The National Air Traffic Controllers Association has rejected the FAA’s latest settlement offer in an ongoing workforce contract dispute, stating that anything short of restarting the collective bargaining process – stopped in 2006 — is not good enough.
In a letter to acting FAA administrator Robert Sturgell, NATCA president Patrick Forrey said, as he did in January at the time of the agency’s last settlement offer, that the proposal "fails to address all of the issues that were not resolved by the parties when FAA unilaterally declared impasse and withdrew from negotiations on April 5, 2006," characterizing the offer as a "delay tactic."

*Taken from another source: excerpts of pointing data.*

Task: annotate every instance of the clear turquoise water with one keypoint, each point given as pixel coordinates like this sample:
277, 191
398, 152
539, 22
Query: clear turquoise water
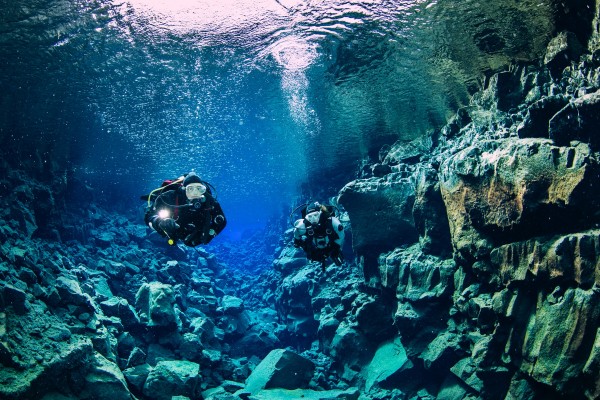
265, 99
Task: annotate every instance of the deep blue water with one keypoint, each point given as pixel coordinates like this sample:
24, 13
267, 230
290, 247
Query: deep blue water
270, 101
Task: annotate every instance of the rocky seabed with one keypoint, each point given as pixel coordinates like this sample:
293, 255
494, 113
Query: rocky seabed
476, 274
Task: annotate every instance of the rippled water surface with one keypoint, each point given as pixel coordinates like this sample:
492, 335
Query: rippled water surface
258, 96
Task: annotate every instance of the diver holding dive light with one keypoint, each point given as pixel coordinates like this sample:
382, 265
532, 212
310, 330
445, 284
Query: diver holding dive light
185, 209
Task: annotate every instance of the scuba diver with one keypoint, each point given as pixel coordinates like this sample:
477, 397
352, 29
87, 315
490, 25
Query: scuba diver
185, 209
319, 233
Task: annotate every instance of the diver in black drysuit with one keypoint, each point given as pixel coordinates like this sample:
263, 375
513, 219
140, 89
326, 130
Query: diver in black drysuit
188, 213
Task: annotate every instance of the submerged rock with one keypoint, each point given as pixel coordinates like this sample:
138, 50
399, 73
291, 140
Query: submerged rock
280, 369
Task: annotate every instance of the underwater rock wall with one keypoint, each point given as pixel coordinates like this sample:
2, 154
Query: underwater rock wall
511, 311
476, 277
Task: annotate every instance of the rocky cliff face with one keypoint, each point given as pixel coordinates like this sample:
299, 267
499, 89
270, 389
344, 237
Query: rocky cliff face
476, 275
511, 186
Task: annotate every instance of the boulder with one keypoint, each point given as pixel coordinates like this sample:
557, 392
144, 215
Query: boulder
496, 192
563, 325
105, 381
579, 120
381, 211
281, 369
172, 378
120, 308
568, 258
388, 363
155, 304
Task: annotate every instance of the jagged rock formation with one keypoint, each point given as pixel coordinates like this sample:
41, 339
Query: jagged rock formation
477, 274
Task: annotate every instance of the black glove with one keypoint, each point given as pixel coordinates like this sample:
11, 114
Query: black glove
337, 256
193, 239
168, 225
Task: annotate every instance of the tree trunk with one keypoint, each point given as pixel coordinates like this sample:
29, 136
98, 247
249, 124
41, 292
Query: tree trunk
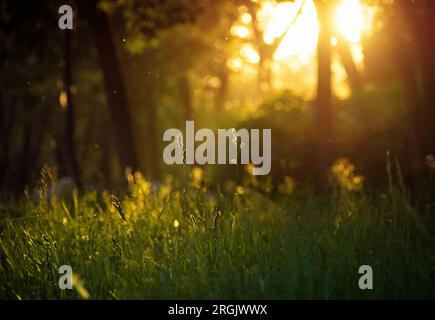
323, 114
121, 120
69, 132
349, 65
186, 98
426, 38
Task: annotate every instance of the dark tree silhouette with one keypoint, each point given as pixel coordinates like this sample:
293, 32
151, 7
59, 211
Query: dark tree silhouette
121, 120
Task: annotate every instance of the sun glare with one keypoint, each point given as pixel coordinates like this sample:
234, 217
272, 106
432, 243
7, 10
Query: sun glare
352, 20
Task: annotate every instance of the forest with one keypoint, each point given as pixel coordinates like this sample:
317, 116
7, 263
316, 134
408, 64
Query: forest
317, 153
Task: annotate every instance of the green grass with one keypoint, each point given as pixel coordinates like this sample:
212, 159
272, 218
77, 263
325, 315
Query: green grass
225, 246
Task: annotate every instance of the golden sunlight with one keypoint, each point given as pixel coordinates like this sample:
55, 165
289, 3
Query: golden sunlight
352, 21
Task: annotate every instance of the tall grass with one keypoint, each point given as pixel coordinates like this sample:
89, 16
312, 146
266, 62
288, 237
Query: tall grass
183, 242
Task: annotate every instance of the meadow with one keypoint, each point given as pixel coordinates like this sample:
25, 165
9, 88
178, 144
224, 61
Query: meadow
187, 240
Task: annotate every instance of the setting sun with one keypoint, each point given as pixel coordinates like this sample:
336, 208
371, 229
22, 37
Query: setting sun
352, 20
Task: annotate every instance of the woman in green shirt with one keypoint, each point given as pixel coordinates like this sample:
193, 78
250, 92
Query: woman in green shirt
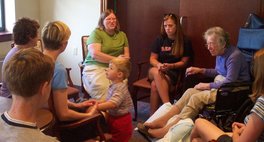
105, 43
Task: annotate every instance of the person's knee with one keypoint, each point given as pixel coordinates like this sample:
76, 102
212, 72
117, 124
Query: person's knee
153, 86
153, 72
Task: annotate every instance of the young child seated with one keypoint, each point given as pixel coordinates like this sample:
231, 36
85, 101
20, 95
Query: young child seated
118, 101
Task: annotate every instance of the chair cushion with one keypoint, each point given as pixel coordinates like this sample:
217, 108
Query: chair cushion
72, 91
144, 83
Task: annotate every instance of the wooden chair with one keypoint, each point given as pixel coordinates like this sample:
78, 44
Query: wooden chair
142, 84
73, 93
95, 120
84, 39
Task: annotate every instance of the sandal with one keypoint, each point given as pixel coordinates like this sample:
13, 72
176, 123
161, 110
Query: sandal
143, 129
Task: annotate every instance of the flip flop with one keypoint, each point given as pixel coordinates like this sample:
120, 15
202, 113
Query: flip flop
143, 129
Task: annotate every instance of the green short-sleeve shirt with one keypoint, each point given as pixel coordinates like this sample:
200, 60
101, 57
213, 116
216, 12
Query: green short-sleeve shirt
111, 45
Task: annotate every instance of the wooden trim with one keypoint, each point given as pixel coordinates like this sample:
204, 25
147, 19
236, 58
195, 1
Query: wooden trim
103, 5
5, 36
261, 8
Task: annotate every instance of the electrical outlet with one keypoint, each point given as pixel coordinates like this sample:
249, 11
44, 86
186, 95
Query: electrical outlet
75, 51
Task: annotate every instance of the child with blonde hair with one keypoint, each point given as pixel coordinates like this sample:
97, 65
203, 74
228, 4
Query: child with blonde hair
118, 101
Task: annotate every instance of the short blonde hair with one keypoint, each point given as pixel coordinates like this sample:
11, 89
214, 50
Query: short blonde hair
258, 74
54, 34
223, 37
122, 65
26, 71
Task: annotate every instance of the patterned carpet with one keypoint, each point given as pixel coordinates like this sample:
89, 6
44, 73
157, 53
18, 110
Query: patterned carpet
143, 114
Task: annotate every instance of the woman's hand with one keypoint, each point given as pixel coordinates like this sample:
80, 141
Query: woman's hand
238, 128
92, 109
86, 104
123, 56
194, 70
202, 86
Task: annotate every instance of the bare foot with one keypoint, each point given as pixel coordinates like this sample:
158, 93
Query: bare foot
158, 123
158, 133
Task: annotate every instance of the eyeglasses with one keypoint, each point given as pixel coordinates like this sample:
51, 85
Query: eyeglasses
210, 44
169, 15
110, 19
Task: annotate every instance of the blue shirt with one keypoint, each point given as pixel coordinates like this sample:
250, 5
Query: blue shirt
59, 77
232, 65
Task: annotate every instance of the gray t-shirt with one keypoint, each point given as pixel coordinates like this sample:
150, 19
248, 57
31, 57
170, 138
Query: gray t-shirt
118, 93
12, 130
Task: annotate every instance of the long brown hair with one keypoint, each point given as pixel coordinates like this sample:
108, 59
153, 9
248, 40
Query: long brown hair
178, 45
258, 72
103, 15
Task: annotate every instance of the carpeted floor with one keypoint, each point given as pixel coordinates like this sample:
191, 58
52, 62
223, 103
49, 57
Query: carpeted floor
143, 114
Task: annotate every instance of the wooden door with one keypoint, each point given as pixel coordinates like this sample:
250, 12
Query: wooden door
141, 20
203, 14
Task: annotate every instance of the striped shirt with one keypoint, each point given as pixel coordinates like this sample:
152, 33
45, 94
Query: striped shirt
258, 109
118, 94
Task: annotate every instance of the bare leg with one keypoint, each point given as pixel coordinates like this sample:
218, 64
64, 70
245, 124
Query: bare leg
161, 84
162, 121
205, 130
161, 132
154, 98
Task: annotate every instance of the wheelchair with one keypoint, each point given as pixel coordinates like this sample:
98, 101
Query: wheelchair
233, 103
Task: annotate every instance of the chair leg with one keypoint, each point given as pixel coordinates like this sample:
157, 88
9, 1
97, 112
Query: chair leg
134, 98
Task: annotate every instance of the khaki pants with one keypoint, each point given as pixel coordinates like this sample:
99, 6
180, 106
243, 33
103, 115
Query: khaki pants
193, 100
95, 81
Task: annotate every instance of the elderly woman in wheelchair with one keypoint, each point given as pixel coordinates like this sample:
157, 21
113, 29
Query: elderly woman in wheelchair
253, 129
230, 66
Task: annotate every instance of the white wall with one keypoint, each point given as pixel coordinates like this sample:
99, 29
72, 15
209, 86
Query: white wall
80, 15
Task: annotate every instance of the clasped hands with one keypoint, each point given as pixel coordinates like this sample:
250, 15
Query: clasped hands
196, 70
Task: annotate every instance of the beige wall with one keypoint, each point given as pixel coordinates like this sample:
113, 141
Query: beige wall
81, 16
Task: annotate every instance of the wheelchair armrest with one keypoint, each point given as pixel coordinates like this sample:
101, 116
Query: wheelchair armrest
236, 84
230, 96
74, 124
140, 66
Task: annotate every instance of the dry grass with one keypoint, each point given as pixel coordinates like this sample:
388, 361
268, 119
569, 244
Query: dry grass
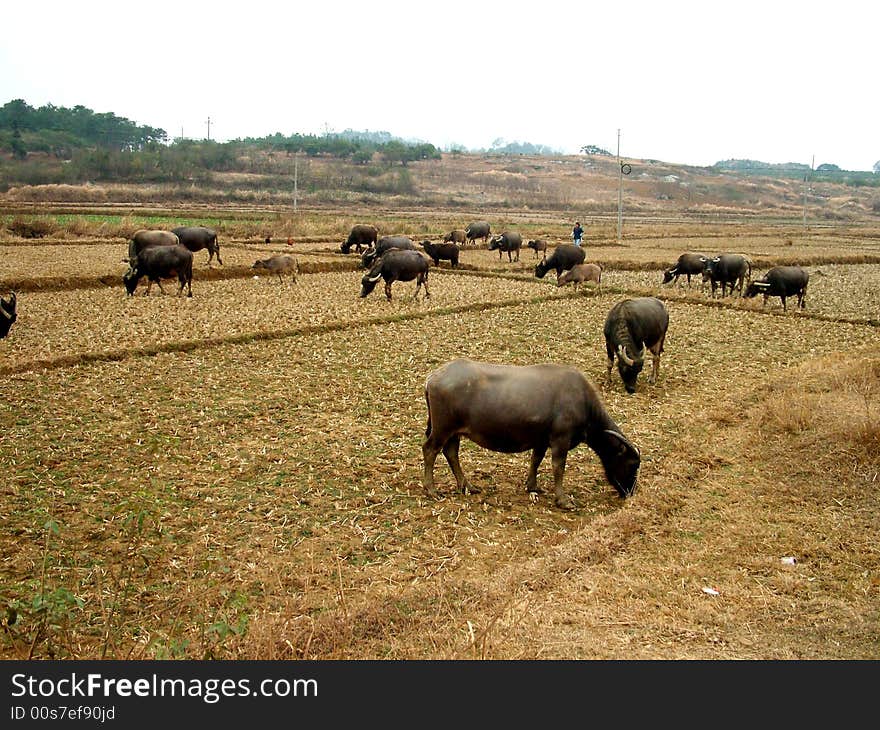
238, 475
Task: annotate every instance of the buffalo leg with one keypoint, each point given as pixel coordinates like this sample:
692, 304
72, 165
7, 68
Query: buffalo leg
559, 453
450, 451
532, 479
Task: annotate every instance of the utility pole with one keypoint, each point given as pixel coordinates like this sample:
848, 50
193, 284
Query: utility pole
619, 191
805, 190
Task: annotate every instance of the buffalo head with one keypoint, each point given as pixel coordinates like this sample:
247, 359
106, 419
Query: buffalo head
7, 314
371, 278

The FAA, in its "third and final offer," said the union’s last proposal was regressive and too expensive, and it offered "accommodations" including a five percent minimum increase across all pay bands, additional base pay increases for retirement eligible employees, and a more causal dress code.
The union called the proposal worse than the previous one and said it would not agree to withdraw any grievances or unfair labor practice complaints until its members ratify a new collective bargaining agreement.
The union pointed to recent findings by the Transportation Department’s inspector general that were critical of controller staffing and training practices and confirming – in the eyes of the union – that the imposed workforce terms were behind faster than expected retirements and their repercussions as the agency tries to hit aggressive hiring targets.
The union instead proposed to restore the provisions in the last agreed-to contract from 2003, return to the bargaining table and enter binding arbitration in 45 days if no agreement is reached.